Девушка Петра Ледиг стояла в воротах, в тени. Белым беспощадным жаром перед нею сверкала улица; от яркого света было больно глазам; то, что Петра видела, утрачивало очертания, казалось расплывчатым. Она смежила веки, и голову ее охватило что-то черное-черное с быстро вспыхивающими, режущими проблесками пурпурно-красного.
Потом в черноту ворвался бой часов; это хорошо, значит, время идет. Сперва она думала, что нужно куда-то спешить, что-то делать. Но когда почувствовала, что в минуты полузатмения проходит время, она поняла: нужно только стоять на месте и ждать. Он должен прийти, он с минуту на минуту должен прийти, прийти с деньгами. Тогда они пойдут вдвоем, за углом булочная, там же рядом мясная. Петра чувствует, как впивается зубами в теплую булочку: упругая, румяная корочка лопается, крошится, по краю остаются плоские неровные зазубринки. А мякоть внутри белая и рыхлая.

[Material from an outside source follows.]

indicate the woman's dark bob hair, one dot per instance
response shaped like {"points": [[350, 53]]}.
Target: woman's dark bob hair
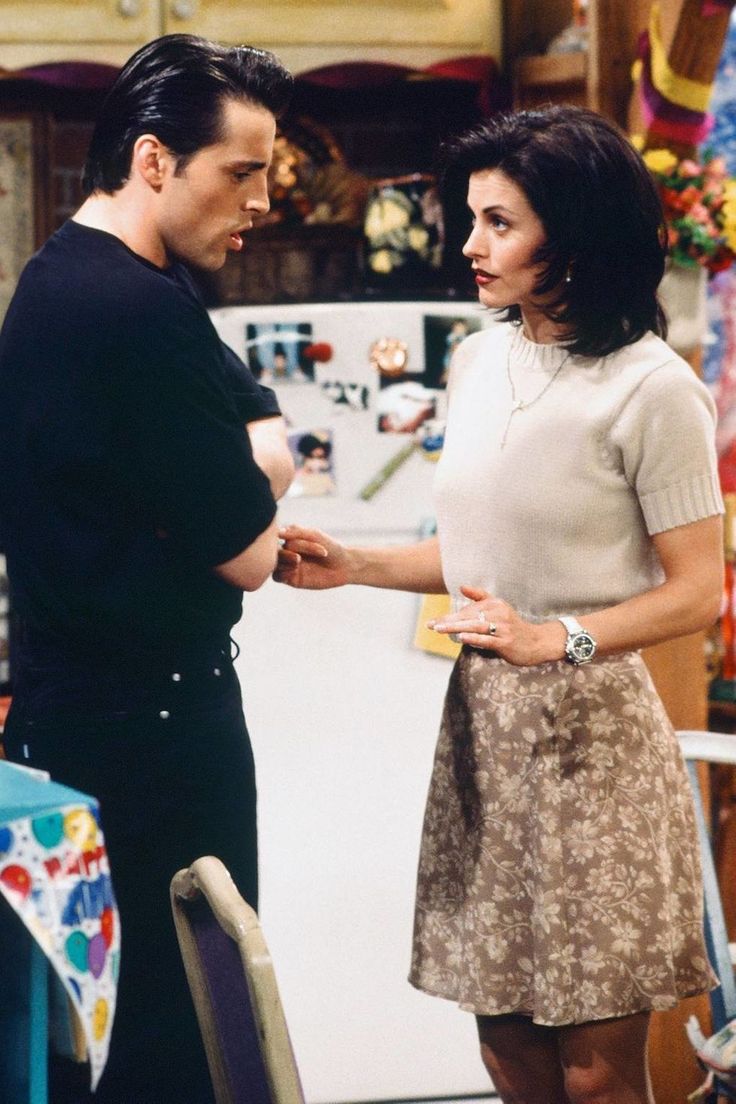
{"points": [[599, 207], [174, 87]]}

Наплывает что-то еще, красноватое, Петра пробует распознать с закрытыми глазами, что это такое, и ей без труда удается, потому что это не вне ее, а в ней, в ее мозгу: круглые, красноватые пятнышки. Что бы это могло быть?.. И вдруг поняла: это земляника! Ну ясно, они же прошли дальше, она уже не в булочной, она в зеленной. В плетеной корзине лежит земляника. Такой чудный свежий запах. Петра вдыхает его… о, как она его вдыхает! Земляника лежит на зеленых листьях, и листья тоже свежие… Все очень нежное и очень сочное, а вот побежала и вода, чистая, холодная…

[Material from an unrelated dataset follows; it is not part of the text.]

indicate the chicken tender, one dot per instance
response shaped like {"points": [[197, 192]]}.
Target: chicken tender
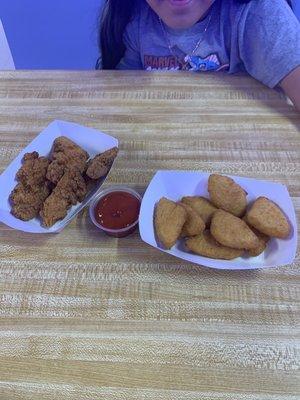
{"points": [[231, 231], [28, 196], [267, 217], [101, 164], [263, 241], [202, 206], [70, 190], [169, 219], [27, 201], [33, 171], [227, 195], [65, 155], [194, 224], [205, 245]]}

С трудом отрывается Петра от своего сновидения, но вода бежит так настойчиво, бежит и плещет, словно хочет ей о чем-то рассказать. Петра медленно открывает глаза. Медленно узнает опять ворота, в которых все еще стоит, пламенеющую улицу, и видит перед собой человека, который что-то говорит ей, пожилого человека с желтым, худым лицом, с желто-серыми бакенбардами, на голове черный котелок.
— Что?.. — спрашивает она с напряжением и должна спросить вторично, потому что с первого раза жесткий, пересохший рот не осилил слова, получился лишь невнятный шорох.

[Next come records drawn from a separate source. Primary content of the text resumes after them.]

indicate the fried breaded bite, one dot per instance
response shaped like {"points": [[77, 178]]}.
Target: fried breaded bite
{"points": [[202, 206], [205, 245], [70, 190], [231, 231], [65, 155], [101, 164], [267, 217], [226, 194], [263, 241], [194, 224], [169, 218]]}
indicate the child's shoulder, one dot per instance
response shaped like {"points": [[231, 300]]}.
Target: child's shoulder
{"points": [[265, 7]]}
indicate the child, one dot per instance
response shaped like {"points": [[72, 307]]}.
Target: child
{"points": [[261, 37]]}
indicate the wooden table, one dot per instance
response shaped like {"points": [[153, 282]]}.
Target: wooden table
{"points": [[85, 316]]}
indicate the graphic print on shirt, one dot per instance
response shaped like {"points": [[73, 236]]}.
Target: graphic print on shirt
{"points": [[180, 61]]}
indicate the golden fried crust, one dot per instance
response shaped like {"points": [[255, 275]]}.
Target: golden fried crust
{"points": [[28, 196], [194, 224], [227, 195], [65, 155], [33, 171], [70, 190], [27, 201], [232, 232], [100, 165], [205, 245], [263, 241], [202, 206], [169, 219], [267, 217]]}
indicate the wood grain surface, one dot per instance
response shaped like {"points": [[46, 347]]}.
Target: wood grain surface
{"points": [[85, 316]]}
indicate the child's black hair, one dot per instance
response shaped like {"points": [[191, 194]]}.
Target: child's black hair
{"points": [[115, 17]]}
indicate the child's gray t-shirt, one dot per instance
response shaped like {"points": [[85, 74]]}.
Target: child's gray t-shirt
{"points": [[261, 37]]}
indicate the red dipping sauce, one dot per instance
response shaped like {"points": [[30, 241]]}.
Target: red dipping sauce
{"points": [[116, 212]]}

За то время, что она тут стояла, мимо нее прошел не один человек. Если кто и замечал в воротах фигуру, укрытую тенью распахнутых створок, он только прибавлял шагу — и мимо. Нищая это улица, нищее-разнищее горестное время! Повсюду, во всякий час дня стоят горестные фигуры женщин, девушек, вдов, на лицах голод и горе, тело прикрыто немыслимыми отрепьями, и для каждой одно лишь спасение — может быть, найдется еще на нее покупатель. Военные вдовы на обесцененной пенсии; жены рабочих, у которых с каждым новым повышением доллара хитро выкрадывают в конце недели заработную плату мужа, даже самого трезвого, самого работящего; молоденькие девушки, которым стало невмоготу смотреть на страдания младших братьев и сестер каждый день, каждый час, каждую минуту та или другая захлопнет дверь своей конуры, где голод был ей товарищем и любовником — забота, решится, наконец, хлопнет дверью и скажет: «Теперь я на это пойду! Для чего себя беречь? Для еще большей нужды? Для первого же гриппа? Для бесплатного врача и бесплатного гроба? Все бежит, рвется вперед, спешит, меняется — а я себя берегу?»